Another parameter that has to be considered in optimizing the BLA production is the pH of the fermentation. Sankaralingam et al. (2012) reported that maximum production of BLA was observed at pH 7 and acidic or alkaline media will reduce the amount of BLA secreted. pH influences the growth of B. licheniformis by causing morphological changes in the bacteria (Kathiresan & Manivannan, 2006). Also, it will affect the solubility of nutrients which is required for bacterial growth, ions bindings and metabolic activities such as synthesis of ATP which determine the survival of bacteria (Slonczewski et al., 2009). Besides, pH will affect the amylase stability in the media. Amino acids are zwitterions and they are connected through non-covalent interactions such as hydrogen bonds, disulphide bridges, hydrophobic interaction and van der Waals interaction to form a 3D structure of BLA. When there is a decrease in pH, the concentration of hydrogen ions is higher and these hydrogen ions will bind to the carboxyl group of the amino acid, causing conformational changes in BLA as the interactions are disrupted. This appears to be the same for alkaline condition where the hydroxide ions will cause the amino group to lose a hydrogen ion. Consequently, the BLA is denatured leading to a lower amount of yield obtained.

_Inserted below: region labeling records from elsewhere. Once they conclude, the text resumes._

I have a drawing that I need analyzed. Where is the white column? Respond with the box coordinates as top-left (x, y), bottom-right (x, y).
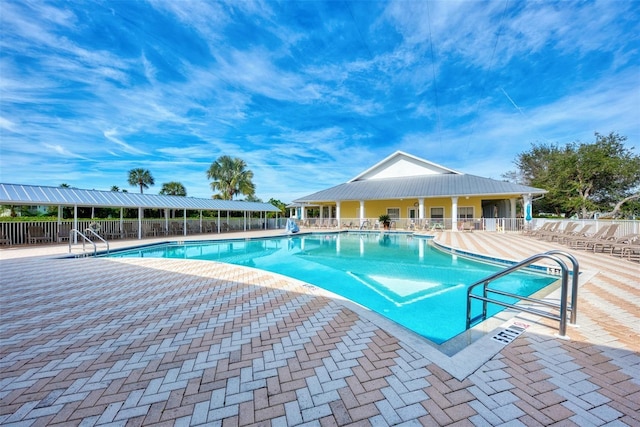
top-left (451, 196), bottom-right (458, 231)
top-left (73, 205), bottom-right (78, 244)
top-left (522, 193), bottom-right (533, 229)
top-left (182, 209), bottom-right (187, 236)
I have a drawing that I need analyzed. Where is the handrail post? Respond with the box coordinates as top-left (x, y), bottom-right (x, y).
top-left (466, 252), bottom-right (579, 339)
top-left (546, 249), bottom-right (580, 325)
top-left (558, 267), bottom-right (569, 339)
top-left (482, 280), bottom-right (489, 319)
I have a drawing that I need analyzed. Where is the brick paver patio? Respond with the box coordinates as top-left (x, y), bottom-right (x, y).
top-left (0, 232), bottom-right (640, 426)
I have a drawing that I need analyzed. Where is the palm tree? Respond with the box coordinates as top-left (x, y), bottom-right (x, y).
top-left (207, 156), bottom-right (256, 200)
top-left (129, 168), bottom-right (155, 194)
top-left (160, 181), bottom-right (187, 197)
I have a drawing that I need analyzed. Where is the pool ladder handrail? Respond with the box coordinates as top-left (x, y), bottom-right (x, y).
top-left (69, 228), bottom-right (109, 256)
top-left (466, 250), bottom-right (580, 339)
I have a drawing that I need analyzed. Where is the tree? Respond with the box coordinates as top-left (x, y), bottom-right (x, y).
top-left (507, 132), bottom-right (640, 218)
top-left (207, 156), bottom-right (256, 200)
top-left (129, 168), bottom-right (155, 194)
top-left (159, 181), bottom-right (187, 197)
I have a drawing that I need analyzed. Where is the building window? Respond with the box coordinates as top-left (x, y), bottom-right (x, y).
top-left (458, 206), bottom-right (473, 219)
top-left (387, 208), bottom-right (400, 220)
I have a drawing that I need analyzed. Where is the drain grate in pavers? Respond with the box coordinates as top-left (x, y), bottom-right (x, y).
top-left (491, 322), bottom-right (529, 345)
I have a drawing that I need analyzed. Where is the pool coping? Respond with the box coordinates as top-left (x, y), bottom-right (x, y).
top-left (90, 230), bottom-right (576, 380)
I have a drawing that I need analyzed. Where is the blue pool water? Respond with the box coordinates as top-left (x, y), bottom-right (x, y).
top-left (110, 233), bottom-right (556, 344)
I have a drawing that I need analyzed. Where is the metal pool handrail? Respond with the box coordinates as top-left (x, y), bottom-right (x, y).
top-left (466, 251), bottom-right (577, 339)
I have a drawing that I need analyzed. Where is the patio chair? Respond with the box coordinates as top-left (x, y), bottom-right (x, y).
top-left (558, 224), bottom-right (591, 244)
top-left (569, 224), bottom-right (618, 250)
top-left (610, 239), bottom-right (640, 262)
top-left (531, 221), bottom-right (562, 240)
top-left (460, 221), bottom-right (476, 233)
top-left (27, 225), bottom-right (51, 243)
top-left (169, 222), bottom-right (183, 234)
top-left (541, 222), bottom-right (578, 242)
top-left (593, 233), bottom-right (640, 255)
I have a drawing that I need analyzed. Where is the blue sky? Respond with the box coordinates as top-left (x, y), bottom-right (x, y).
top-left (0, 0), bottom-right (640, 202)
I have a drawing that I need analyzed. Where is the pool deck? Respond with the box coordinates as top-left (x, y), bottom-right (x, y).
top-left (0, 231), bottom-right (640, 427)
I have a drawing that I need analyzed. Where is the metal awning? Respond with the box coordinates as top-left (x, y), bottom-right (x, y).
top-left (0, 183), bottom-right (280, 212)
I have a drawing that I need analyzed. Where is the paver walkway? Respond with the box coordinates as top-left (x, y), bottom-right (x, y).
top-left (0, 233), bottom-right (640, 426)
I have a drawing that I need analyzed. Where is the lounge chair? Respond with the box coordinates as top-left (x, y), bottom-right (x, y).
top-left (27, 225), bottom-right (51, 243)
top-left (593, 233), bottom-right (640, 254)
top-left (569, 224), bottom-right (618, 250)
top-left (541, 222), bottom-right (578, 242)
top-left (558, 224), bottom-right (591, 244)
top-left (460, 221), bottom-right (476, 232)
top-left (531, 221), bottom-right (562, 240)
top-left (610, 239), bottom-right (640, 262)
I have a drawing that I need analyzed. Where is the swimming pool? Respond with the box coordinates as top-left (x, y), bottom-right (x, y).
top-left (109, 232), bottom-right (557, 344)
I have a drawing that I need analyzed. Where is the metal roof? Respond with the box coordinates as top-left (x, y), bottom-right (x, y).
top-left (294, 174), bottom-right (547, 203)
top-left (0, 183), bottom-right (280, 212)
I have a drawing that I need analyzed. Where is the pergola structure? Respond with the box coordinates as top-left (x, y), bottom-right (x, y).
top-left (0, 183), bottom-right (280, 238)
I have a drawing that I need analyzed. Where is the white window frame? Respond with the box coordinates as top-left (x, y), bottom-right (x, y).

In conclusion, it is very important to optimize the fermentation of B. licheniformis in order to obtain maximum yield of BLA. Media manipulation is better in optimizing BLA production as it is cheaper and simpler compared to genetic engineering which is more expensive due to complex procedures and instrumentation and it is time consuming. Media optimization can be carried out using OVAT and RSM methods but RSM is more preferred as it allows the true optimum condition to be determined from the interactions of different parameters. In order to increase the amount of BLA produced, availability of carbon and nitrogen sources, incubation temperature and the pH of the media have to be considered as these parameters influence the survival of bacteria and final amount of BLA. However, future studies have to be carried out to further investigate the optimum conditions for BLA production as there are still limitations on present methods.